From: Epi-illumination SPIM for volumetric imaging with high spatial-temporal resolution

Supplementary Figure 4

Blue shades indicate the light cone collected by each objective; black arcs indicate the extent of the NA (full-aperture angle 2θ) of each objective; red lines represent the light rays with the highest incident angle; black dashed lines show the optical axis. The intermediate image at the focal space of O2 is magnified by 1.33 (equal to NA1/NA2) along both the lateral and axial directions to minimize the aberration of the intermediate image. The blue dashed line indicates the position of the coverslip where the air–water interface is. All the light passing though O2 is refracted at this interface and enters O3, with the exception of only a small portion of the light being cropped by the coverslip (left side between the blue and red dashed lines). The effective detection NA along the x'-axis is ~ 1.33 × 1.33 × sin (73.8°/2) ≈ 1.06. The effective NA along the y axis can be obtained straightforwardly, since light is not cropped along this direction. We have therefore NAy ~ 0.9 × 1.33 ≈ 1.20, e.g., NA2 multiplying the magnification of the intermediate image.

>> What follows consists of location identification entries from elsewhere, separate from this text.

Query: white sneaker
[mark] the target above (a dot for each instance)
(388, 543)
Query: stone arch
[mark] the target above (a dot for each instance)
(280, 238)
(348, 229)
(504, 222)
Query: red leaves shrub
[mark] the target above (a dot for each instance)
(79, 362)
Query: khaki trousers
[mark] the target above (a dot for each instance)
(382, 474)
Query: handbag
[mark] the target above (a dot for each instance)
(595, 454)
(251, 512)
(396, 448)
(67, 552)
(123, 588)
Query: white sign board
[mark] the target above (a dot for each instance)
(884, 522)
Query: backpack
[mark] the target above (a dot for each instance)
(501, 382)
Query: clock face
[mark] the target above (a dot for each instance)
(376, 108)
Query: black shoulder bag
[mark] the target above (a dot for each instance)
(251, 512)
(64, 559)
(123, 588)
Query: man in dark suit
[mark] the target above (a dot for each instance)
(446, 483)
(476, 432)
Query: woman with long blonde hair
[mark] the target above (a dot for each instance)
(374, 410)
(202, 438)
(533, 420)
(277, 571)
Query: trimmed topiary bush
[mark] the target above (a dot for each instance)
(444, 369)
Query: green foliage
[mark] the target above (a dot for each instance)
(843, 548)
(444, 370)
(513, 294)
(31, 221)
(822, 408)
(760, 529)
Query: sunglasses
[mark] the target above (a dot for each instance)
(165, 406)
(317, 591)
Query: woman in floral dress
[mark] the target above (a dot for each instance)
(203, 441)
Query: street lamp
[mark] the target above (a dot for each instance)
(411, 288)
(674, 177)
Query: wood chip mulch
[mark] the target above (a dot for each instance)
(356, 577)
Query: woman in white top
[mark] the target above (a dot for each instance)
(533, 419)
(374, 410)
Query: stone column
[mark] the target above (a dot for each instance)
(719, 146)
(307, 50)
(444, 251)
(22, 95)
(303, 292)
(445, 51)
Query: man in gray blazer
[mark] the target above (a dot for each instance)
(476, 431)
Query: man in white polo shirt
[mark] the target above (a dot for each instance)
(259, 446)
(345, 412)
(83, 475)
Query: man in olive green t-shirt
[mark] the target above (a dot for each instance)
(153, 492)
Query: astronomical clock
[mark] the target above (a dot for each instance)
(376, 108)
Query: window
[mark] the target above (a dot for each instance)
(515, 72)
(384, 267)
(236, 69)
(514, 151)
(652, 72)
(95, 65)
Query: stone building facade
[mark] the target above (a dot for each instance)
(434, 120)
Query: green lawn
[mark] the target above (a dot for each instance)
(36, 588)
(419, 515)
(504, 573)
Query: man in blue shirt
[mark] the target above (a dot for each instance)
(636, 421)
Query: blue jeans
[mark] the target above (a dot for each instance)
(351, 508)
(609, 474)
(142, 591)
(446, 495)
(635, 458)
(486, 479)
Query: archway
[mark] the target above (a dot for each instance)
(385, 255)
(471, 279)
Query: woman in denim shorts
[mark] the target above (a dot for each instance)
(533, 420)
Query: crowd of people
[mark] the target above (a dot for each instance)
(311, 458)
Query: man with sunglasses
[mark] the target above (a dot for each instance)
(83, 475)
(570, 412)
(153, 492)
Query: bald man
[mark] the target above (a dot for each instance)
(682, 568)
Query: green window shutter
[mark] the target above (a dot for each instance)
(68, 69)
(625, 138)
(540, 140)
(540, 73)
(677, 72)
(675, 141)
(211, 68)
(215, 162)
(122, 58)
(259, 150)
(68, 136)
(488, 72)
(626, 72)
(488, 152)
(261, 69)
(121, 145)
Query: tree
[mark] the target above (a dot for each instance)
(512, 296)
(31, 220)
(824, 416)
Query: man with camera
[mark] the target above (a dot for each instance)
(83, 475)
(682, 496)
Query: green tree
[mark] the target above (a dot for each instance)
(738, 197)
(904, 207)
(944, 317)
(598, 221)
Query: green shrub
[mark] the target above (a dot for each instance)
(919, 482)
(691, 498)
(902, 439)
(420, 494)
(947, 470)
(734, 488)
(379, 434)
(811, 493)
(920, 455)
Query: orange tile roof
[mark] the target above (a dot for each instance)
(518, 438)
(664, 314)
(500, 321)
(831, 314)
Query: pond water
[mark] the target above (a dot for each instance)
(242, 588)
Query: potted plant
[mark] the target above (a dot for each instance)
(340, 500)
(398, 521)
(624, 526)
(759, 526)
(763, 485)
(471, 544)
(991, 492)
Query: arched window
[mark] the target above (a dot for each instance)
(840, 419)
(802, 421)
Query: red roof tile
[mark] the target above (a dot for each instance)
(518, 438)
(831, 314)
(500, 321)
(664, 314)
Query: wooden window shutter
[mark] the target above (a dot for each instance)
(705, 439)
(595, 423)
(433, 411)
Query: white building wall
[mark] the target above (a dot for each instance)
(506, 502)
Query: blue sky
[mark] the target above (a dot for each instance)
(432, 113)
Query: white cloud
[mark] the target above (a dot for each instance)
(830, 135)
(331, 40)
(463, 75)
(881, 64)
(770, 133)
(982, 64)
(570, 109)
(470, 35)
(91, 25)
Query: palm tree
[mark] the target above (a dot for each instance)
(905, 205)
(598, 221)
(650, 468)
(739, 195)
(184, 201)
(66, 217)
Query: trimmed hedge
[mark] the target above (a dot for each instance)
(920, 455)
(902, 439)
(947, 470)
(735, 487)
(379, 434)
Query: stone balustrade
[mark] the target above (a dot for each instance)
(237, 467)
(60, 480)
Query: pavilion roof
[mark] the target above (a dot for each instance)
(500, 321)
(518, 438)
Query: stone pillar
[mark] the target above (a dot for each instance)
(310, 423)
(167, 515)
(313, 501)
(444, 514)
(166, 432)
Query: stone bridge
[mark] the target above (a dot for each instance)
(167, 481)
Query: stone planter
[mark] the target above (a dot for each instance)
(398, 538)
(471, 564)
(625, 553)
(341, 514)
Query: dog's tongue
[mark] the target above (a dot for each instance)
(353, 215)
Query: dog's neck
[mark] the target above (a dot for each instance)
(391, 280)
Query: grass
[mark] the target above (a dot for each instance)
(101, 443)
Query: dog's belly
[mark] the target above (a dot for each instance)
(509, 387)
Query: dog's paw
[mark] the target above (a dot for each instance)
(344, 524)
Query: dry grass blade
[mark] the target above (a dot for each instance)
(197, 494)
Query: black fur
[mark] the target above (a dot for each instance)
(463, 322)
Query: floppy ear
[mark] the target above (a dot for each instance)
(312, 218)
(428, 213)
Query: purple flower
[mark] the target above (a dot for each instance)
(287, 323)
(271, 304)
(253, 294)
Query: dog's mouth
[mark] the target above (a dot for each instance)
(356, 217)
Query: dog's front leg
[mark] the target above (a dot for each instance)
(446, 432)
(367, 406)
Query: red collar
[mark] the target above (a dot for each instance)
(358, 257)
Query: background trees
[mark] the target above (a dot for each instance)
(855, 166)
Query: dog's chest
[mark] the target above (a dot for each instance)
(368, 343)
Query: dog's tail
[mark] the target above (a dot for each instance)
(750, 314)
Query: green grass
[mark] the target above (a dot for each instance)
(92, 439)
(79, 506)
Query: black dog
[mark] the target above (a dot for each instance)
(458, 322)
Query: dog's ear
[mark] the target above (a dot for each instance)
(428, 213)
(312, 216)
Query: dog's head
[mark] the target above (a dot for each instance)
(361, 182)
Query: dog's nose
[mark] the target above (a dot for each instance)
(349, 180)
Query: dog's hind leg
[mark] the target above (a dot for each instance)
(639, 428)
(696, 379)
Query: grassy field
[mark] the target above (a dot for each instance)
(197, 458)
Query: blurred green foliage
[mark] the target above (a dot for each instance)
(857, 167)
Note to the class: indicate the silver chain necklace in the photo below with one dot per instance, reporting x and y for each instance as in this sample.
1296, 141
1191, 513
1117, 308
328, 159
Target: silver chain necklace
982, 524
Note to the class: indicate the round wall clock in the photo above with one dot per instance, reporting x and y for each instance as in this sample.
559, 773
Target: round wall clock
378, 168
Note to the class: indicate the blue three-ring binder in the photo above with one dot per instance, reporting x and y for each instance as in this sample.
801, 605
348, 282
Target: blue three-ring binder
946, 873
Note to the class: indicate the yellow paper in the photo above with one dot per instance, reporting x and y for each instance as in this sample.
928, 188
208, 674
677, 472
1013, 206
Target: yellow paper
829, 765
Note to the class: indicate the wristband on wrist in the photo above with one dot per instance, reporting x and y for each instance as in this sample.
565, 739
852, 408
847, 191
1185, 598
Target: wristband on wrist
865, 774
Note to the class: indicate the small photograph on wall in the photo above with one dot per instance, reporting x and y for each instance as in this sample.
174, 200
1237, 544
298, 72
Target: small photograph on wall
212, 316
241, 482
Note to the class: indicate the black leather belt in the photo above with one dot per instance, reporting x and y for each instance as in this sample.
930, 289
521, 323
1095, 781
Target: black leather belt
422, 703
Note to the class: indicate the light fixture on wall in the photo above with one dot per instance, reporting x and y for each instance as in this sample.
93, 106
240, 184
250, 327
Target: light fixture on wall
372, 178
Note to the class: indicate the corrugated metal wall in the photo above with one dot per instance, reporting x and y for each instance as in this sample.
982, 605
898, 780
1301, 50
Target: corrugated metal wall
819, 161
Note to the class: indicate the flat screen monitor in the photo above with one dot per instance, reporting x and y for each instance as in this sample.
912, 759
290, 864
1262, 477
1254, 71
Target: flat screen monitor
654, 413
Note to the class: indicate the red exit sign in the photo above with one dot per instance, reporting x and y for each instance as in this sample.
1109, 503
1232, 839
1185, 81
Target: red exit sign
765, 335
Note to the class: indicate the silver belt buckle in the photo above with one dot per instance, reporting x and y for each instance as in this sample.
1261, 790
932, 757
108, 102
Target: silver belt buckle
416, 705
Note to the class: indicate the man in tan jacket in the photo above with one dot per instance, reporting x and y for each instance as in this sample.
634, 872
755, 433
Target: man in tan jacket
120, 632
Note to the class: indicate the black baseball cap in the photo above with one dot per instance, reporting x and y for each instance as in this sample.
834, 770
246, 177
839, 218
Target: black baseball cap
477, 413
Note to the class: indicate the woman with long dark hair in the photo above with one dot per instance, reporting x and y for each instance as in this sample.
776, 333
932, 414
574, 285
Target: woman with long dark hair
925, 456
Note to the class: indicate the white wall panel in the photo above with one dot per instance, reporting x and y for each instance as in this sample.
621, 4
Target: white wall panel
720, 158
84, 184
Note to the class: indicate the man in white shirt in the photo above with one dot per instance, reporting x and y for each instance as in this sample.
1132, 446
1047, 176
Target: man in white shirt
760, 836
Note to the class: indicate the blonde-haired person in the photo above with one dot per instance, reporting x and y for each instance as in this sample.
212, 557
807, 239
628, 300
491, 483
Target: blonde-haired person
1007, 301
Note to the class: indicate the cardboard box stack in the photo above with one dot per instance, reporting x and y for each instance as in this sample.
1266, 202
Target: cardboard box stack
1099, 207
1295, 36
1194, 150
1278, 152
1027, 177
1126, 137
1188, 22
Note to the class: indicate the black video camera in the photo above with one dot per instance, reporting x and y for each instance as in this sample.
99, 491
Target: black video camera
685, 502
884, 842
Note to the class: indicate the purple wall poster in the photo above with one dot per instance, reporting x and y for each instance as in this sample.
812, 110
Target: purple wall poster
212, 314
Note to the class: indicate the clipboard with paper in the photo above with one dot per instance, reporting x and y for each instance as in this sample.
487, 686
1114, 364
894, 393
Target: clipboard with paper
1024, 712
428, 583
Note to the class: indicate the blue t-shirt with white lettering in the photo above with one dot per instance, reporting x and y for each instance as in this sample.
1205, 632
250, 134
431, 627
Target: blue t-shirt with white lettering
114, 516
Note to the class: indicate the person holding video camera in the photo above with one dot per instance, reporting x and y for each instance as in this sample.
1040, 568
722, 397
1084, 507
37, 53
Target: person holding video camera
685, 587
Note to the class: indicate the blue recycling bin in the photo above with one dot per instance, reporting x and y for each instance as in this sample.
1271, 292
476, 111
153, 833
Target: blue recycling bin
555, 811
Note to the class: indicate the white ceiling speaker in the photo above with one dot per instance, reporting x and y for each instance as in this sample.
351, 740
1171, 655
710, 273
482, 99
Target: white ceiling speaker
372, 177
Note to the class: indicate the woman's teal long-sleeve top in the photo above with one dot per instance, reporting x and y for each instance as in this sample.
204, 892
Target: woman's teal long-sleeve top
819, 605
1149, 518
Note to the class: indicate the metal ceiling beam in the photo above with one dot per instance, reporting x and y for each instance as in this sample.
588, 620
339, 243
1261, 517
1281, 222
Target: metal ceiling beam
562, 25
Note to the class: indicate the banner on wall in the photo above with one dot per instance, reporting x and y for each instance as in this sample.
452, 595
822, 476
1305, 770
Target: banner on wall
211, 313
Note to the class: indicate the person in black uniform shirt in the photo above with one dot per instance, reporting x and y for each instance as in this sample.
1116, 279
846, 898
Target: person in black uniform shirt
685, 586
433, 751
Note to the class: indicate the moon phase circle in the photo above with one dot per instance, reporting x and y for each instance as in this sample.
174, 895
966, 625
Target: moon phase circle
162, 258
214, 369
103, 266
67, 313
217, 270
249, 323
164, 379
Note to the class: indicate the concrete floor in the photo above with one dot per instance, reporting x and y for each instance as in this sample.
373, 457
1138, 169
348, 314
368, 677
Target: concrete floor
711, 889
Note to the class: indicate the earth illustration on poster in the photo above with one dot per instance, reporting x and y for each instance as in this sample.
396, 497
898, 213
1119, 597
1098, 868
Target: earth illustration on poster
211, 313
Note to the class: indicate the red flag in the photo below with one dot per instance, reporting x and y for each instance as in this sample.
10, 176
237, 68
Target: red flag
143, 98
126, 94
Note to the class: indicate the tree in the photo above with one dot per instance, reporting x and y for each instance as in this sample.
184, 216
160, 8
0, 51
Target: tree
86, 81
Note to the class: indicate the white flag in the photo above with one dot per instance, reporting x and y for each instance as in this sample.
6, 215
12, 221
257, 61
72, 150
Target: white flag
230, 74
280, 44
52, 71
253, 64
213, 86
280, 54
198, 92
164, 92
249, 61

The collection solid angle of the system can be estimated as ~ 3.34, calculated by subtracting the cropped light at the air–water interface from the solid angle of O2. Assuming isotropic fluorescence emission, the resulting collection efficiency is then ~ 28.2%, equivalent to that of a water-immersion objective of NA ≈ 1.17. As an alternative way of understanding the remote imaging module and the reason for the high detection NA, O3 can be also seen as an air objective with NA = 1 where the collection solid angle is 2π. All light transmitted by O2 can then be collected by O3, resulting a high collection efficiency.